In the end, Sarah allowed Becker to force-feed her some of the dinosaur meat and found it not too disgusting. She decided to make herself useful finding vegetation they could eat and collecting it in a little cache.
They realized after the first few days that they were lucky where and when they ended up. Becker took a day's walk both directions around the lake and they made a makeshift map of sticks and leaves in the sand. Large therapod predators lived mostly in one part of the forest, a few miles from their camp, while only small predators skirted through their part of the forest, which they didn't enter much anyway. Becker fashioned some rudimentary spears-not bad, Sarah commented, for the first spears ever-and taught Sarah how to throw them correctly.
Their 'resort' as they decided to call it now provided them with a surplus of food, and a surplus of free time. Sarah found herself spending more and more time with Becker. The just talked most of the time, about their lives before the anomaly project and about their friends and just about one another….and them.
One morning Sarah decided to go into the lake again (despite Becker ordering her not to). She found Becker asleep in his crevice in the boughs of their tree home and decided she'd be back before he woke.
She waded into the water until she was tiptoeing to keep her neck up; then she dipped her head under slowly, opening her eyes to scan the water.
It was fun, she had to admit, being there with Becker. There was no work other than the business of survival. They had plenty of food and water to last them. But a tropical paradise could not be paradise when they were missing their friends.
She kicked her way through the water, peering down through. It was relatively clear today without so many waves. She could see down meters beneath the surface.
She realized her mistake with the sea creature that had first attacked her. She had just been looking for light beneath the surface. She should've been looking specifically for the shimmering shards of light in an anomaly.
She spun about in the water, looking back to the beach. Becker was there, still asleep. She smiled.

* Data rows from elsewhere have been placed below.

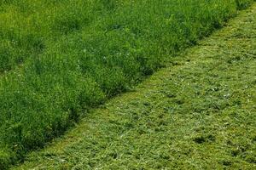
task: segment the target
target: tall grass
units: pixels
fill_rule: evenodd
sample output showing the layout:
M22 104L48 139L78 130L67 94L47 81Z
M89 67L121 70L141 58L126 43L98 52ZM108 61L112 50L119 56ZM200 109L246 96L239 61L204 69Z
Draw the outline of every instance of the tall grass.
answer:
M2 0L0 169L61 134L251 0Z

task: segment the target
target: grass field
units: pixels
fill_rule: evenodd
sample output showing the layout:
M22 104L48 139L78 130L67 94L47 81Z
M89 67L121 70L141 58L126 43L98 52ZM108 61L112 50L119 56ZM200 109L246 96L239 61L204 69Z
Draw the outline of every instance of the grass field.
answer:
M251 0L2 0L0 168L222 27Z
M256 3L15 170L256 169Z

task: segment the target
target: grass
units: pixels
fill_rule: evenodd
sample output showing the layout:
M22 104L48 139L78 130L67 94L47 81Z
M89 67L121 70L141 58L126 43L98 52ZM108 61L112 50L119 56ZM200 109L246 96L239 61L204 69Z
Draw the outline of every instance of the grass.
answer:
M13 169L255 169L256 4Z
M0 3L0 168L65 132L251 0Z

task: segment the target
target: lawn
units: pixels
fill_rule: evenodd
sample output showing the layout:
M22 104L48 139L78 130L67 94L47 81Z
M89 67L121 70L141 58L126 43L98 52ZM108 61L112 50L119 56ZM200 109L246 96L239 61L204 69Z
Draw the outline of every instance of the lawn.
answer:
M0 168L195 45L251 0L3 0Z

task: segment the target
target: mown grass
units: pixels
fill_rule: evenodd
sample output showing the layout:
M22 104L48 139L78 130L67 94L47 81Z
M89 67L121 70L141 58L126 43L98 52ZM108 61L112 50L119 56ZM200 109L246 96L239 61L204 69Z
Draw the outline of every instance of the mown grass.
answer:
M250 2L1 1L0 167L44 146Z
M12 169L256 168L256 4Z

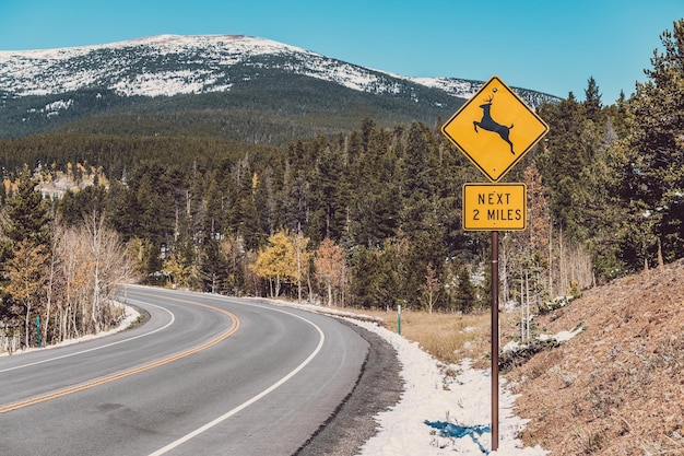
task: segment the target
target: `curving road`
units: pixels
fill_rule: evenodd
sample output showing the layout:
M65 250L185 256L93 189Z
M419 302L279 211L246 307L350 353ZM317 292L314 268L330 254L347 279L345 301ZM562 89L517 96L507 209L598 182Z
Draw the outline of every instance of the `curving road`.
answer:
M128 288L138 328L0 358L2 455L292 455L353 389L368 343L338 320Z

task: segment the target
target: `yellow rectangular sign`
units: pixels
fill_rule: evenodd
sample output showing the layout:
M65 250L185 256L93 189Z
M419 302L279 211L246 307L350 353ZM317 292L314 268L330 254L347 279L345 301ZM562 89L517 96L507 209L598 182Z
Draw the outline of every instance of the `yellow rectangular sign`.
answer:
M463 184L463 230L527 229L524 184Z

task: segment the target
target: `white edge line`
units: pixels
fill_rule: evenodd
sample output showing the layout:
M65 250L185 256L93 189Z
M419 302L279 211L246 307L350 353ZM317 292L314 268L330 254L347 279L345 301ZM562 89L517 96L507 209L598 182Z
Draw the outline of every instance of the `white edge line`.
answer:
M170 312L167 308L164 308L164 307L155 305L155 304L150 304L150 303L143 302L143 301L138 301L138 300L129 300L129 301L137 301L139 303L144 303L144 304L151 305L152 307L161 308L162 311L164 311L164 312L166 312L166 313L168 313L170 315L170 321L168 321L166 325L164 325L164 326L162 326L160 328L156 328L155 330L150 331L150 332L145 332L145 334L142 334L142 335L133 336L133 337L130 337L130 338L123 339L123 340L118 340L116 342L110 342L110 343L107 343L105 346L93 347L92 349L81 350L81 351L76 351L74 353L69 353L69 354L62 354L61 356L49 358L49 359L43 360L43 361L35 361L33 363L21 364L21 365L16 365L14 367L3 369L2 371L0 371L0 373L9 372L9 371L16 371L19 369L30 367L32 365L49 363L50 361L63 360L64 358L75 356L78 354L83 354L83 353L89 353L89 352L95 351L95 350L106 349L107 347L118 346L119 343L123 343L123 342L130 342L131 340L140 339L141 337L152 336L155 332L158 332L158 331L161 331L163 329L166 329L169 326L172 326L174 324L174 321L176 320L176 316L174 315L174 313Z
M260 306L259 306L260 307ZM247 407L251 406L252 404L255 404L256 401L258 401L259 399L263 398L264 396L267 396L268 394L272 393L273 390L275 390L278 387L280 387L281 385L283 385L285 382L287 382L290 378L294 377L299 371L302 371L308 363L311 362L311 360L314 358L316 358L316 355L320 352L321 348L323 347L323 342L326 340L326 335L323 335L323 331L312 321L296 315L296 314L292 314L290 312L285 312L285 311L281 311L279 308L272 308L272 307L264 307L264 308L269 308L272 311L278 311L278 312L282 312L283 314L287 314L287 315L292 315L294 317L297 317L306 323L308 323L309 325L311 325L314 328L316 328L316 330L318 331L320 339L318 341L318 347L316 347L316 350L314 350L311 352L311 354L309 354L309 356L304 360L302 362L302 364L299 364L298 366L296 366L291 373L288 373L287 375L285 375L283 378L281 378L280 381L278 381L276 383L274 383L273 385L271 385L270 387L268 387L267 389L264 389L263 391L259 393L257 396L252 397L251 399L247 400L246 402L243 402L241 405L237 406L236 408L234 408L233 410L222 414L221 417L216 418L213 421L210 421L209 423L204 424L201 428L196 429L194 431L190 432L189 434L184 435L182 437L176 440L175 442L169 443L168 445L166 445L165 447L157 449L154 453L151 453L150 456L161 456L165 453L170 452L172 449L182 445L184 443L188 442L189 440L200 435L201 433L203 433L204 431L210 430L211 428L215 426L216 424L220 424L221 422L227 420L228 418L233 417L234 414L238 413L239 411L246 409Z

She continued searching until she saw it. It wasn't just a glow in the water-there were bright flashes of light swarming about the central nucleus of light.
She swam back to the shore and ran up the beach to Becker, shaking his shoulder. "Becker!" she exclaimed, laughing a little as he jerked awake and almost fell from the tree.
"Wha-yeah, Sarah?" he asked, squinting in the sunlight. "What's happening?"
"Becker, I found the anomaly!" she said happily, pointing out into the water. "Come on, let's go!"
"Hold on, Sarah," Becker said. "You went out there? I ordered you not to!"
Sarah just beamed at him. "I'm just not very good at following orders, captain."
They ran out into the water. Sarah noticed how dark his skin had gotten from all the time in the bright sun, and how good it looked as droplets of clear water shimmered in the sun around him. They swam out until Sarah looked under and saw the shimmering array of light.
"There!" she exclaimed, pointing to the underwater anomaly. He nodded and grabbed her wrist, and they both took a deep breath before pushing themselves under.
It was difficult to fight through as the water tried to repel the air in their lungs, but Becker was a strong swimmer. Sarah closed her eyes as the past disappeared and the soldier began pulling her back to the surface.
When she opened her mouth to collect a gasp of air, she expected the water on her lips to be salty. On the contrary, she winced at the chemical taste of chlorine. Opening her eyes, she saw they were in the deep end of a swimming pool.
She and Becker kicked towards the edge and climbed out, the tile floor cool to their bare feet.
"How did we get here?" Becker asked. Sarah thought a moment before answering.
"The anomaly must have rested on a temporal fault line," she guessed. When Becker shook his head in confusion, she went on. "One of Cutter's theories. There can be a fixed position on one end of an anomaly, and the other end could move freely along a theoretical 'fault line'."
Becker stared down into her eyes. She looked at him blankly until he began to lean in again, passion blacking her out until they finally registered the voices behind them.
"The anomaly's this way, come on-Becker? Sarah? Oh-oh."
They pulled apart quickly, seeing Abby, Connor, and Danny standing there. Abby and Connor were looking away, Danny was grinning ear-to-ear but remained silent as he stepped forward, clapping Becker on the back.
They returned to life as usual at the ARC…as usual as it ever got. They closed anomalies. Becker led his men, Sarah studied in her office. But there was an electricity in the space between that was new, and neither of them would ever complain.